Are there books on your shelves that you pull out every few years without knowing why and that then magically feed your soul? Recently, in need of such nourishment, I pulled out two such treasures.
On my bookshelves I have had for years Paris: Eugene Atget 1857-1927, a Taschen edition of several collections of his photographs, edited by Hans Christian Adam, with essays by Andreas Krase and Walter Benjamin. It’s structured by sets of images just as Atget conceived and shot them. Portfolios include the architecture and streets of an old Paris that would begin disappearing in his lifetime, its salespeople and traders, stairways, interiors, window displays, pre-automobile vehicles, the marginalized inhabitants of shanty-towns, the women whose work, carried out in “houses of pleasure”, was to provide pleasure to their male customers, the Fairs that provided entertainment for the masses, as well as the outskirts of Paris, and its parks and castles. After army service, working as an actor, and trying his hand at being a painter, Atget came in his thirties to photography in its heyday, chronicling the buildings that dated from before the Revolution, and the stately squares, but always avoiding iconic shots that scream “Paris”, seeking the intense presence to be found in the neglected, mundane, ordinary scenes of life in his adopted city. As a business, he was documenting things for painters to use in their work. But as the essence of an Observer he was also capturing the impermanent for himself. With half demolished buildings featuring often, Atget was, consciously or not, capturing things, places, situations that were about to disappear. His shots of the city and buildings, often devoid of people, evoke a sort of haunting presence/absence. His work had a huge impact on Surrealism, and influenced photographers such as Walker Evans, and later Irving Penn and Lee Friedlander. A young Berenice Abbott was taken with and championed his work and photographed him near the end of his life.
The context of Atget’s work goes back to the aggressive urban redevelopment of Paris by Baron Georges-Eugene Haussmann at the behest of Napoleon III, begun in the 1850s and continuing into the 1920s. Neighborhoods that went back to the Middle Ages, perceived as slums, full of cholera and potential civil unrest, were demolished to make way for wide, straight, elegant, rational and surveillable thoroughfares. The banks of the Seine were paved, little tragic tributaries like the Bievre were covered over, areas outside the city gates were annexed, doubling the size of Paris. Part of the pragmatic appeal of photography was as a tool to document what was being wiped away; and as a corollary to that, a certain nostalgia took hold. Atget’s fanatical devotion to his task was part of this climate of change and remembrance. By the 1920s, it was clear that modernism in all its forms, was sweeping away the old at an astonishing rate.
The effect on me of looking at this book is remarkable. Afterwards, the world looks slightly different, deeper, more alive, richer, and more complex. It’s akin to that of emerging from a Jacques Tati movie to have the way the world looks be transformed into a slightly absurd tragicomic version of itself. I recall how I loved these photographs from the first time I saw them in my early twenties. And I intuit how all my photographic process links to them in some ineffable way – when I take pictures I am aspiring to make images as haunting as these.
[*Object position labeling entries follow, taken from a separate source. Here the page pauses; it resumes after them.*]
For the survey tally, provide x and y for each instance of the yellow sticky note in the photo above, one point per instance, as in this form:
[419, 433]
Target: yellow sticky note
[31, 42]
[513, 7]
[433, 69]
Which leads me to the other book that has a similar quietly exhilarating effect on me every time I revisit it, over the years: The Luminous Ground, the fourth volume of Christopher Alexander’s sweeping series The Nature of Order. This one is subtitled An Essay on the Art of Building and The Nature of the Universe.
As with earlier volumes, A Pattern Language and The Timeless Way of Building, this work is about design as a spiritual practice that can give true functionality to the structures that humans produce. The ordering of space and matter here is linked with inner experience, both emotional and intellectual, opening up a realm where perception verges on the fundamentals of cognition and Beauty. Alexander’s concern with real sustainability is connected to design and production practices (architecture, carpentry, glassblowing, tiling, bricklaying, etc) that enable the capacity for genuine bonding between people and their built environment, which is lacking in so much of our modern industrial civilization.
From medieval monastery gardens to “Oriental” carpets, from Chinese bronzes to classic painting from Fra Angelico to Gaugin, the attention to detail is exemplary. A huge focus is on color and on what we might call ‘composition.’ For example how a beautiful fireplace can express both unity and sadness. A key concept here is the idea of ‘centers’. Alexander suggests that a truly wonderful image or building creates a center, what he calls an "I" and is a sort of "being". The connectedness of beings is somehow sacred and the experience of perceiving this is a deep joy.
This book needs to be read, not explained. The Reader/Viewer must directly engage and experience how the images presented illustrate a sacred ‘inner light’, a kind of “I” beyond the individual ego which constitutes a fuller knowledge of ‘the Self’ that is both vulnerable and transcendent. Alexander refers to it as “a mirror of the human heart.” The result is a “not-separateness”, the connection between our own substance and the substance of the universe wherein consciousness is fundamental.